When you are asked to find the absolute maximum and minimum values of a function on a given interval, you are essentially looking for the highest and lowest points on the graph of the function over that interval. These points are critical because they highlight the function's top and bottom values within the specified range. Here's how you generally find them:

• Identify all critical points by taking the derivative of the function and setting it equal to zero.
• Check the endpoints of the interval because maximum and minimum values can also occur there.
• Evaluate the function at these points to determine the largest and smallest values.

In our original exercise, we compared the function values at the critical point and endpoints to find that the absolute maximum was at point 4, where the value was 8, and the absolute minimum was at point 1, where the value was -1.
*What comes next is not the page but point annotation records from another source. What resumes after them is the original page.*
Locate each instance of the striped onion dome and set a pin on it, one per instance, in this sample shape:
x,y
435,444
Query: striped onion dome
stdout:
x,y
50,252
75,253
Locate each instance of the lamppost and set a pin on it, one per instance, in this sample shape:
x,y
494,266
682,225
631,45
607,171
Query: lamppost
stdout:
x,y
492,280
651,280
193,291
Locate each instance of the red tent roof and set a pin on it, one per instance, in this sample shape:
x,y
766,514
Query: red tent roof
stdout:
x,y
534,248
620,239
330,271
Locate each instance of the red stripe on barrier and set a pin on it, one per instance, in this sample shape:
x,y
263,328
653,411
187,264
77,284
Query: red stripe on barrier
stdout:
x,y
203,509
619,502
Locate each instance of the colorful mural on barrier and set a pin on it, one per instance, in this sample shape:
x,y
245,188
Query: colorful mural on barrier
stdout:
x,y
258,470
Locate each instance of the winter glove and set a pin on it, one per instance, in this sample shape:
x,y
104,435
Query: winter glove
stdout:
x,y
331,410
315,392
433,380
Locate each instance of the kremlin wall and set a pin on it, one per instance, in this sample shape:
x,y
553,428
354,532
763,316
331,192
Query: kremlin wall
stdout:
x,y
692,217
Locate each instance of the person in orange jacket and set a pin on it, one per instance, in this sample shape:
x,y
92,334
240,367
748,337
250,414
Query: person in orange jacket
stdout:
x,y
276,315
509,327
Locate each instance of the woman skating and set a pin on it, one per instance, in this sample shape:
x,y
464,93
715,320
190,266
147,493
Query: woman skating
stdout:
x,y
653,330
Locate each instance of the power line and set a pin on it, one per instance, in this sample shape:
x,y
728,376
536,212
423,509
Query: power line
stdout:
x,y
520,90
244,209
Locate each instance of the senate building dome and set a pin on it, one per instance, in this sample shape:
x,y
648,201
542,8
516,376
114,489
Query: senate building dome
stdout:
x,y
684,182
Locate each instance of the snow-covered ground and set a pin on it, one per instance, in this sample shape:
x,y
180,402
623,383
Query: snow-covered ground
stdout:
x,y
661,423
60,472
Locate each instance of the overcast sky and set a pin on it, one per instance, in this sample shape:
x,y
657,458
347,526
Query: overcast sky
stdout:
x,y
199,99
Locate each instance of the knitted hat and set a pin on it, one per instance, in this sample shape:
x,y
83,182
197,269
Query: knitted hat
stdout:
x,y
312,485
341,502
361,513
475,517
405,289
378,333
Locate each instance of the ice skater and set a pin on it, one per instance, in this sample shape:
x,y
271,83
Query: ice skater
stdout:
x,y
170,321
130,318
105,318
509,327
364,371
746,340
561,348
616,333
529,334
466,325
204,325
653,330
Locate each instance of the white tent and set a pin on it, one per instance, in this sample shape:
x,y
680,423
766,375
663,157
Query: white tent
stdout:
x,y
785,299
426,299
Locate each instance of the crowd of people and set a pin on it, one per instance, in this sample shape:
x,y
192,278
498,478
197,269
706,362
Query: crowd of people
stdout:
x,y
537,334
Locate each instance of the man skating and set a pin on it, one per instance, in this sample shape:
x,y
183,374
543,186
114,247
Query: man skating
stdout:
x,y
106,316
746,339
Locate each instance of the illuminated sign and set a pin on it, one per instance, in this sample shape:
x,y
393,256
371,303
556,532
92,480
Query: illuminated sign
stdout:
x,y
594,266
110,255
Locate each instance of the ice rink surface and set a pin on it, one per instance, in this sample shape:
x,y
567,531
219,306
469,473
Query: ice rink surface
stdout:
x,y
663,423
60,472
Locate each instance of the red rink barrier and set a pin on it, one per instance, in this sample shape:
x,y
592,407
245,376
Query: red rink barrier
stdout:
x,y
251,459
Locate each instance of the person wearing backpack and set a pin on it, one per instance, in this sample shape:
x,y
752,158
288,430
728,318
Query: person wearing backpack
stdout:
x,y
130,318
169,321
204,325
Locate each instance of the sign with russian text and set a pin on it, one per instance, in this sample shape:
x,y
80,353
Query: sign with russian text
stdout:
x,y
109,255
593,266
The derivative of a function is a fundamental concept in calculus. It represents how a function changes as its input changes. More practically, the derivative measures the slope of the tangent line at any point on the graph. Derivatives are crucial for several reasons:

• They help us find critical points, where the slope is zero.
• They provide insights into the behavior of the function, such as increasing or decreasing trends.

In our exercise, we used the power rule to find the derivative of the function \(f(x) = (x-2)^3\). That gave us \(f'(x) = 3(x-2)^2\), which is crucial for identifying critical points and understanding the function's behavior on the interval.
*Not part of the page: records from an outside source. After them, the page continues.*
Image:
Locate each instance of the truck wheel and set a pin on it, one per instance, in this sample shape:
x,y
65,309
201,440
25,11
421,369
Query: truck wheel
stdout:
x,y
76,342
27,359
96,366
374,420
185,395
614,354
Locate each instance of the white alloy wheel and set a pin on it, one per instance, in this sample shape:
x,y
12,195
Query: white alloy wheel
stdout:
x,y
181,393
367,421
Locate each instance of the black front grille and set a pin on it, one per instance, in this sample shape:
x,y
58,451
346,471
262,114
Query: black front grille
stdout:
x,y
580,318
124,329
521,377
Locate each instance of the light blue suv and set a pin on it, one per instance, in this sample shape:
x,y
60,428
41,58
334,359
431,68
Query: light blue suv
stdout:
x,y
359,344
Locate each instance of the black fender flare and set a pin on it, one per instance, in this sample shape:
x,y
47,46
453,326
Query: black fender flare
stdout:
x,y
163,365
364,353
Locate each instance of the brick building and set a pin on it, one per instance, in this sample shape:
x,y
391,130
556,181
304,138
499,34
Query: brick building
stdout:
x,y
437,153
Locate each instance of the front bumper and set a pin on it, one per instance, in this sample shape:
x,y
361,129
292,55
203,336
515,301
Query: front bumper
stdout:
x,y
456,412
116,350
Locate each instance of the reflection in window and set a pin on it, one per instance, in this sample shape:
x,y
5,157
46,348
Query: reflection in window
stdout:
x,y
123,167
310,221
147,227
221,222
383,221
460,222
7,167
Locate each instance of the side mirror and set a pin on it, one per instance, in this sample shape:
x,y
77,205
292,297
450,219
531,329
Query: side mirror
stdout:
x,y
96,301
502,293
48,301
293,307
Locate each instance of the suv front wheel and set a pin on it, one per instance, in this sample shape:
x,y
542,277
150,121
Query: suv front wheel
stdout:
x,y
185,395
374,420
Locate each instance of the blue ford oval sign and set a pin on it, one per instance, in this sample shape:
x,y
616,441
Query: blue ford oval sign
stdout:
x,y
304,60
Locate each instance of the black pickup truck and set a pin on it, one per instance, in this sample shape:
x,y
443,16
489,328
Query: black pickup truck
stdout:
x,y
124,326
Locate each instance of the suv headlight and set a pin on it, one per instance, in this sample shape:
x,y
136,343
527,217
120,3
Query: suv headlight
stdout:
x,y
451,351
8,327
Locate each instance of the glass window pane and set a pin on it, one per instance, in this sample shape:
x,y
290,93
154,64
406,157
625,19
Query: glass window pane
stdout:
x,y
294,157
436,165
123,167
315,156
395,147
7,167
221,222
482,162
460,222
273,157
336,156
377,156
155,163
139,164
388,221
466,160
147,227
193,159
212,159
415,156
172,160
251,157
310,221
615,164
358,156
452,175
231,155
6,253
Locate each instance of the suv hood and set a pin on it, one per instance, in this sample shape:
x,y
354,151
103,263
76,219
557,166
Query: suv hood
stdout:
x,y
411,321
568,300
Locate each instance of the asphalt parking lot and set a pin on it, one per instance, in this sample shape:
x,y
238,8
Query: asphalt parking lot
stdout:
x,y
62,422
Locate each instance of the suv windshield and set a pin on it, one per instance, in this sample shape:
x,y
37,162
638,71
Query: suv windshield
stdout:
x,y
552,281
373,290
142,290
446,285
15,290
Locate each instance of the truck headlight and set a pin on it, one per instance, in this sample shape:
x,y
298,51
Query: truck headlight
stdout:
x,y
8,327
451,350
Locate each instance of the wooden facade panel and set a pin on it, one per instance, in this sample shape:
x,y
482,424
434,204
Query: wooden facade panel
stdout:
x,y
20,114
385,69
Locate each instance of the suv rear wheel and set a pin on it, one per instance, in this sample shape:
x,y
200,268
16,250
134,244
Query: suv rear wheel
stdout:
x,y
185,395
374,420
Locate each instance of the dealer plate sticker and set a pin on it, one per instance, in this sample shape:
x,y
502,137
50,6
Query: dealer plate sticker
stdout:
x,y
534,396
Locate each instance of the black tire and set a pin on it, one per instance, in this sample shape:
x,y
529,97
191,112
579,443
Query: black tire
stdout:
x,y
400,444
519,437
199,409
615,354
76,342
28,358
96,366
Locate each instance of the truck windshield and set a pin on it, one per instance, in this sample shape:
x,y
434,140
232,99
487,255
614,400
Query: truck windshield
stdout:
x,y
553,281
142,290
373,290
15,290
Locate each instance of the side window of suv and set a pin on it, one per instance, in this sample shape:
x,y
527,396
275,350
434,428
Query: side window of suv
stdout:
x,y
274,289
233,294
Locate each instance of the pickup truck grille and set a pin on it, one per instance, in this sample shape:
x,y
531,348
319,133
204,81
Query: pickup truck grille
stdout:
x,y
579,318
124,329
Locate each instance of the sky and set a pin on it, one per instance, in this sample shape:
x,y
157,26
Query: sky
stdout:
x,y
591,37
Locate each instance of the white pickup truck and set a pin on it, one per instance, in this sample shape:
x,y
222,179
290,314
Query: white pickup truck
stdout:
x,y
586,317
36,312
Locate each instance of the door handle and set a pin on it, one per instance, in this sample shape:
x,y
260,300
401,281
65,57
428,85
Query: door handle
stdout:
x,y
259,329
Critical points are where the derivative of a function is zero or undefined. These points are significant because they indicate where the function might have a maximum or minimum value, or where it changes direction. To find critical points:

• Calculate the derivative of the function.
• Set the derivative equal to zero and solve for the variable.
• Check if these points are within the given interval.

In the exercise, we found that the critical point was \(x = 2\) by setting \(f'(x) = 3(x-2)^2\) to zero. Since this point lies within the interval [1, 4], it was included in our evaluation of the function's maximum and minimum values.
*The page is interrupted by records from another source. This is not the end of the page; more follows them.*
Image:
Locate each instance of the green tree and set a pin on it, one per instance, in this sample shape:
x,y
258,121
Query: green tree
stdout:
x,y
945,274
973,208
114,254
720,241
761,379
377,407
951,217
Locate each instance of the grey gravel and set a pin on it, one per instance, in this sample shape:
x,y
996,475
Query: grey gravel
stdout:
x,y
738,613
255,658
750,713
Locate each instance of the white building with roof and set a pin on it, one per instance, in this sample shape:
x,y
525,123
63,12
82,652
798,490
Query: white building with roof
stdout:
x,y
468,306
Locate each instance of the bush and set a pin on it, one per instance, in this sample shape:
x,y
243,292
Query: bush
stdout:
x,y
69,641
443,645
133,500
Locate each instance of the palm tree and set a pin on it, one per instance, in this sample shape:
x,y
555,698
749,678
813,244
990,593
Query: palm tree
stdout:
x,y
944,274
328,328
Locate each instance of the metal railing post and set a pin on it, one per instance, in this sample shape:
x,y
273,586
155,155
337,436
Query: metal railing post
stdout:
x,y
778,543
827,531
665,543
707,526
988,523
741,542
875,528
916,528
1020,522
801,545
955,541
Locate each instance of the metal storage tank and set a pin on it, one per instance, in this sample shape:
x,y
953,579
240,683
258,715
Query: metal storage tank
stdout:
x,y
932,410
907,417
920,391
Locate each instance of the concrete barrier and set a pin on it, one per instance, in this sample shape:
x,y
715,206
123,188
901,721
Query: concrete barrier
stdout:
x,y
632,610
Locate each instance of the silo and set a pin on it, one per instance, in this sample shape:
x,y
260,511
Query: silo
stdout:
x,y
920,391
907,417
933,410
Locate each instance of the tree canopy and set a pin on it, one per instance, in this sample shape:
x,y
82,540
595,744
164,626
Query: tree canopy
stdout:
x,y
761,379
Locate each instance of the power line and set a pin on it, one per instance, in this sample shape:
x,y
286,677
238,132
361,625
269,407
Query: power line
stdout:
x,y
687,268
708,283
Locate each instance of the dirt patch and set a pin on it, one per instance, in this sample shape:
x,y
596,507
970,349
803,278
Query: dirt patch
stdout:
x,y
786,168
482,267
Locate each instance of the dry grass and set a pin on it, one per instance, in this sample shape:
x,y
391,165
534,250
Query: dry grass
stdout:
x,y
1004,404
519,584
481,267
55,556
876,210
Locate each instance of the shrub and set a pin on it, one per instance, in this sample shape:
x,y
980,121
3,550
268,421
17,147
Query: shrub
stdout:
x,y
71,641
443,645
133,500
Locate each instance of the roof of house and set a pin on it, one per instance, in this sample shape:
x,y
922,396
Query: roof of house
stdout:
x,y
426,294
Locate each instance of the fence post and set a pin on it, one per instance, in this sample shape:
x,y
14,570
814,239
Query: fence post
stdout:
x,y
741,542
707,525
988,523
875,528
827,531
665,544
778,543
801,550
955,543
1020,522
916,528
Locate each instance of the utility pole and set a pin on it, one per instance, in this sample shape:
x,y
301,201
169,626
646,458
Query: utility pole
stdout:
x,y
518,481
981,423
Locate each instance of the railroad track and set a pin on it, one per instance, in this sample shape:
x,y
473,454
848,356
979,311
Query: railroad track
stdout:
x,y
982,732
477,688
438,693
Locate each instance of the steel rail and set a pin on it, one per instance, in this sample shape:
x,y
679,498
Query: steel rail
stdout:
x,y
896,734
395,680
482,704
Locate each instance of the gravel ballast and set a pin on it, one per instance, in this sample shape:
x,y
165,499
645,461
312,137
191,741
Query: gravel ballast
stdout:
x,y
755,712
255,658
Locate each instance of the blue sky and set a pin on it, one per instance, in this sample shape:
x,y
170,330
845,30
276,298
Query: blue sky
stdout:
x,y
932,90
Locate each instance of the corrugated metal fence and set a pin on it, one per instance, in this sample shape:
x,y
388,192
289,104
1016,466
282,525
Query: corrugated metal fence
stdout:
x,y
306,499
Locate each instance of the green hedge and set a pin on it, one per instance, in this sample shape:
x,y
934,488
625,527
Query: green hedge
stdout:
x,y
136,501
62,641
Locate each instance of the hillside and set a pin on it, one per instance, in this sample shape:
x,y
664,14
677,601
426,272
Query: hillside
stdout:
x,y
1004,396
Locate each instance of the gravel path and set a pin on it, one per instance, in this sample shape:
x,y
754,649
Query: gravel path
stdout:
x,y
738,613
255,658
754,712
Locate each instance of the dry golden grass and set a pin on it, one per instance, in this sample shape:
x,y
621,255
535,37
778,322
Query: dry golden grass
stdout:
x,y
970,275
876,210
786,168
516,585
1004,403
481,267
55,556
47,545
A closed interval in calculus is marked by two endpoints where both end values are included in the evaluation. We denote it using square brackets, like \([a, b]\).Working within a closed interval has specific implications:

• Both endpoints must be considered when finding absolute maximum and minimum values.
• The function is evaluated not only at the critical points but also at these boundaries.

In our task, the function \(f(x) = (x-2)^3\) was evaluated on the closed interval [1, 4]. This means we had to calculate the function values at both endpoints, x = 1 and x = 4, in addition to any critical points found within the interval.